New Zealand children's rights researcher

Anne Briar Smith (née Riddall, 13 August 1940 – 22 May 2016) was a New Zealand professor at the University of Otago, and was a pioneering children's rights researcher.

== Early life and education ==
Smith was born on 13 August 1940 in Porthcawl, Wales, to Dora and Geoff Riddall. Her father worked for the Iraq Petroleum Company, and when that necessitated the family move to Syria, Smith boarded at the Welsh Girls' School in England, aged nine. The family moved to New Zealand in 1954, and Smith attended Te Aroha College, where she was dux in both 1956 and 1957.

== Academic career ==

Smith completed a BHSc in Home Science at the University of Otago in 1963, and then completed a BA in Education at both Otago and Auckland Universities in 1965. She then undertook an MEd at the University of Alberta in 1969, and then completed a PhD titled Verbalization and selective attention in discrimination shift problems there in 1971. She was supported during her PhD by a Commonwealth Scholarship and an Izaack Walton Killam Memorial Fellowship. After Smith finished her PhD, she and her husband spent two years working for an experimental tertiary education institution in Halifax, Nova Scotia.

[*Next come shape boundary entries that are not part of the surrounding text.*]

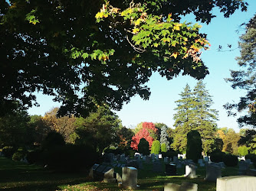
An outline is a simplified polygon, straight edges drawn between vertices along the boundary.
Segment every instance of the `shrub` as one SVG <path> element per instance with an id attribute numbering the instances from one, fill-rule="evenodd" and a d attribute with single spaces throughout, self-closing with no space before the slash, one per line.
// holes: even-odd
<path id="1" fill-rule="evenodd" d="M 149 154 L 149 144 L 145 138 L 141 138 L 138 144 L 138 151 L 143 155 Z"/>
<path id="2" fill-rule="evenodd" d="M 48 134 L 43 141 L 43 147 L 49 149 L 54 146 L 64 146 L 65 141 L 62 135 L 57 132 L 51 131 Z"/>
<path id="3" fill-rule="evenodd" d="M 5 147 L 2 148 L 2 153 L 5 157 L 11 158 L 12 154 L 16 151 L 13 147 Z"/>
<path id="4" fill-rule="evenodd" d="M 27 154 L 27 160 L 29 163 L 40 163 L 41 150 L 35 150 Z"/>
<path id="5" fill-rule="evenodd" d="M 167 152 L 162 153 L 162 157 L 169 157 L 169 158 L 172 159 L 173 157 L 177 156 L 178 154 L 179 154 L 178 151 L 176 151 L 170 148 L 170 150 L 169 150 Z"/>
<path id="6" fill-rule="evenodd" d="M 125 151 L 125 154 L 126 154 L 126 156 L 128 155 L 130 157 L 133 157 L 135 153 L 136 153 L 136 151 L 134 151 L 134 150 L 131 150 L 131 149 L 130 149 L 130 150 L 126 150 L 126 151 Z"/>
<path id="7" fill-rule="evenodd" d="M 160 152 L 160 141 L 154 141 L 152 143 L 151 154 L 159 154 Z"/>
<path id="8" fill-rule="evenodd" d="M 197 163 L 202 156 L 202 139 L 199 131 L 192 130 L 187 134 L 186 158 Z"/>
<path id="9" fill-rule="evenodd" d="M 238 163 L 238 156 L 231 154 L 225 154 L 223 162 L 227 167 L 235 167 Z"/>
<path id="10" fill-rule="evenodd" d="M 20 161 L 24 157 L 25 157 L 24 154 L 22 154 L 20 151 L 18 151 L 12 155 L 12 160 L 16 161 Z"/>
<path id="11" fill-rule="evenodd" d="M 67 144 L 44 151 L 44 164 L 58 172 L 78 172 L 88 170 L 98 158 L 98 154 L 91 147 Z"/>
<path id="12" fill-rule="evenodd" d="M 166 153 L 166 144 L 161 144 L 161 152 L 162 153 Z"/>
<path id="13" fill-rule="evenodd" d="M 213 152 L 210 154 L 211 161 L 214 163 L 223 162 L 223 157 L 225 154 L 223 152 Z"/>
<path id="14" fill-rule="evenodd" d="M 238 154 L 240 156 L 245 156 L 248 154 L 248 148 L 246 146 L 238 147 Z"/>
<path id="15" fill-rule="evenodd" d="M 251 161 L 256 161 L 256 154 L 248 154 L 245 155 L 245 159 L 251 159 Z"/>

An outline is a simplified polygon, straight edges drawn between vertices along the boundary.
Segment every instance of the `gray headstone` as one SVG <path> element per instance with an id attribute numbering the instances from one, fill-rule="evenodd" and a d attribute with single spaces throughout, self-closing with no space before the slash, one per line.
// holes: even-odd
<path id="1" fill-rule="evenodd" d="M 205 180 L 215 182 L 220 177 L 222 177 L 222 168 L 218 164 L 209 163 L 206 166 Z"/>
<path id="2" fill-rule="evenodd" d="M 136 188 L 138 171 L 136 168 L 123 167 L 122 168 L 122 185 L 124 187 L 130 186 Z"/>
<path id="3" fill-rule="evenodd" d="M 166 163 L 166 174 L 168 176 L 176 176 L 176 164 L 175 163 Z"/>
<path id="4" fill-rule="evenodd" d="M 180 186 L 179 190 L 197 191 L 199 186 L 196 183 L 183 182 Z"/>
<path id="5" fill-rule="evenodd" d="M 196 166 L 194 163 L 189 163 L 185 165 L 185 174 L 184 176 L 188 178 L 197 178 L 196 176 Z"/>
<path id="6" fill-rule="evenodd" d="M 156 161 L 153 163 L 153 171 L 162 172 L 162 163 L 159 161 Z"/>

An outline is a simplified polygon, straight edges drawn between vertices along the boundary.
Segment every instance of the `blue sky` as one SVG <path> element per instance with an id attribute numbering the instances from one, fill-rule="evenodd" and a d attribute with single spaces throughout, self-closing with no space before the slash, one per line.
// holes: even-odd
<path id="1" fill-rule="evenodd" d="M 239 97 L 245 94 L 241 89 L 232 89 L 230 83 L 225 83 L 224 78 L 230 76 L 230 70 L 239 70 L 235 57 L 239 56 L 239 50 L 233 51 L 218 51 L 218 45 L 223 47 L 223 50 L 229 50 L 228 44 L 231 44 L 231 49 L 238 47 L 239 36 L 244 31 L 239 25 L 248 22 L 256 13 L 256 1 L 248 0 L 249 3 L 247 12 L 236 11 L 229 18 L 225 18 L 222 14 L 218 13 L 217 17 L 212 19 L 208 24 L 202 24 L 202 33 L 208 34 L 207 38 L 211 44 L 211 50 L 204 51 L 202 59 L 208 67 L 210 74 L 203 80 L 206 89 L 212 96 L 214 102 L 212 108 L 219 111 L 219 120 L 217 122 L 218 128 L 232 128 L 239 131 L 236 118 L 228 117 L 223 105 L 226 102 L 238 102 Z M 215 10 L 214 12 L 217 12 Z M 188 22 L 195 23 L 193 16 L 184 18 Z M 239 33 L 236 31 L 239 30 Z M 161 122 L 173 128 L 172 119 L 176 105 L 175 101 L 179 99 L 179 94 L 188 83 L 191 88 L 196 84 L 197 80 L 189 76 L 179 76 L 168 81 L 162 78 L 158 73 L 154 73 L 147 83 L 151 89 L 149 100 L 144 101 L 139 96 L 135 96 L 127 105 L 124 105 L 121 111 L 116 112 L 122 120 L 123 125 L 134 128 L 141 121 Z M 30 115 L 41 115 L 53 107 L 60 106 L 60 103 L 52 101 L 50 96 L 38 95 L 40 107 L 33 107 L 28 110 Z"/>

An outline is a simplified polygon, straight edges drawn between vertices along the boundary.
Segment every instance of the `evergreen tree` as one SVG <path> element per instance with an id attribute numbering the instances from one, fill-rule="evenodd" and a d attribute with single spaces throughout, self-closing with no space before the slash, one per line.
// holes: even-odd
<path id="1" fill-rule="evenodd" d="M 165 144 L 166 147 L 166 151 L 169 150 L 169 142 L 168 141 L 168 134 L 167 134 L 167 127 L 162 126 L 161 128 L 161 134 L 160 134 L 160 144 L 161 147 L 162 144 Z"/>
<path id="2" fill-rule="evenodd" d="M 151 154 L 159 154 L 160 152 L 160 141 L 154 141 L 152 143 L 151 147 Z"/>
<path id="3" fill-rule="evenodd" d="M 202 140 L 199 131 L 192 130 L 187 134 L 186 158 L 197 163 L 202 158 Z"/>
<path id="4" fill-rule="evenodd" d="M 197 130 L 202 136 L 204 151 L 212 151 L 218 112 L 210 108 L 213 102 L 205 85 L 200 80 L 193 91 L 186 85 L 180 96 L 181 99 L 176 102 L 178 106 L 175 108 L 177 113 L 174 115 L 176 130 L 172 148 L 184 152 L 187 133 Z"/>
<path id="5" fill-rule="evenodd" d="M 191 112 L 192 110 L 192 94 L 190 86 L 187 84 L 179 96 L 181 99 L 176 101 L 177 104 L 177 108 L 175 110 L 177 113 L 174 115 L 174 138 L 172 144 L 172 147 L 175 151 L 179 151 L 180 152 L 184 152 L 185 151 L 186 135 L 189 131 L 192 130 L 189 125 L 189 119 Z"/>
<path id="6" fill-rule="evenodd" d="M 213 104 L 212 96 L 202 80 L 199 81 L 194 88 L 193 96 L 192 129 L 200 133 L 204 151 L 212 151 L 214 135 L 217 130 L 218 112 L 211 108 Z"/>

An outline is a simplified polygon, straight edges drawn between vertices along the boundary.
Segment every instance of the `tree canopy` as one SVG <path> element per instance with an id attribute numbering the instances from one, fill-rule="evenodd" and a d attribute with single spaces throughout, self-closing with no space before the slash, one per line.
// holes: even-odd
<path id="1" fill-rule="evenodd" d="M 256 15 L 246 24 L 245 34 L 241 36 L 238 44 L 240 57 L 236 60 L 241 70 L 231 71 L 231 77 L 226 79 L 232 83 L 231 87 L 245 89 L 247 94 L 240 98 L 238 103 L 227 104 L 228 113 L 236 115 L 231 112 L 232 108 L 241 112 L 248 111 L 248 114 L 238 118 L 240 126 L 251 125 L 256 127 L 256 87 L 255 87 L 255 67 L 256 67 Z"/>
<path id="2" fill-rule="evenodd" d="M 60 115 L 88 115 L 103 102 L 120 109 L 139 94 L 153 72 L 202 79 L 208 49 L 200 26 L 180 23 L 194 14 L 209 23 L 246 10 L 243 1 L 1 0 L 0 111 L 37 105 L 34 92 L 62 102 Z M 94 102 L 93 102 L 94 100 Z"/>
<path id="3" fill-rule="evenodd" d="M 201 134 L 204 151 L 212 151 L 218 112 L 211 108 L 213 102 L 205 85 L 200 80 L 193 90 L 186 85 L 180 96 L 181 99 L 176 102 L 177 113 L 174 115 L 176 129 L 172 148 L 185 151 L 188 132 L 196 130 Z"/>

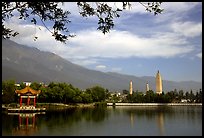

In 1974, Smith was appointed as a lecturer in education and human development at the University of Otago. By this time she had two young girls, making her research on quality early childhood education especially relevant. She was instrumental in getting the Dunedin Community Childcare Association established. She also made four films, including Blue for a Girl, about gender stereotyping.

Smith became the inaugural director of the Children's Issues Centre at the University of Otago in 1995. Her work focused in ways to improve children's lives, especially in times of stress such as when parents divorce. She worked to ban physical punishment of children. Notable doctoral students of Smith's include Nicola Taylor, who succeeded her as director of the Centre.

Her book Understanding Children's Development was first published in 1982, became a standard text, and is in its fifth edition (now titled Understanding children and childhood).

== Family ==
Smith married Dr John Smith in Edmonton, Canada, in May 1967. They had two daughters. Smith died on 22 May 2016 in Dunedin.

== Honours and legacy ==
Smith was elected a Fellow of the Royal Society Te Apārangi in 1995, and appointed a Companion of the New Zealand Order of Merit, for services to children, in the 2007 New Year Honours. Smith was awarded an honorary doctorate by the University of Oulu in Finland in 1998. In 2013 Smith was awarded a New Zealand–UK Link Foundation visiting professorship, enabling her to give a series of public lectures in London on children’s rights and the links between government policy and research on children’s issues. On the same trip, she spoke to a House of Lords select committee and the Welsh Assembly against physical violence towards children.

After Smith's death, her colleagues were inspired to write a book honouring her achievements, entitled Research, policy and advocacy in the early years: Writing inspired by the achievements of Professor Anne Smith, edited by Carmen Dalli and Anne Meade. Smith was selected as one of the Royal Society Te Apārangi's 150 women in 150 words in 2017.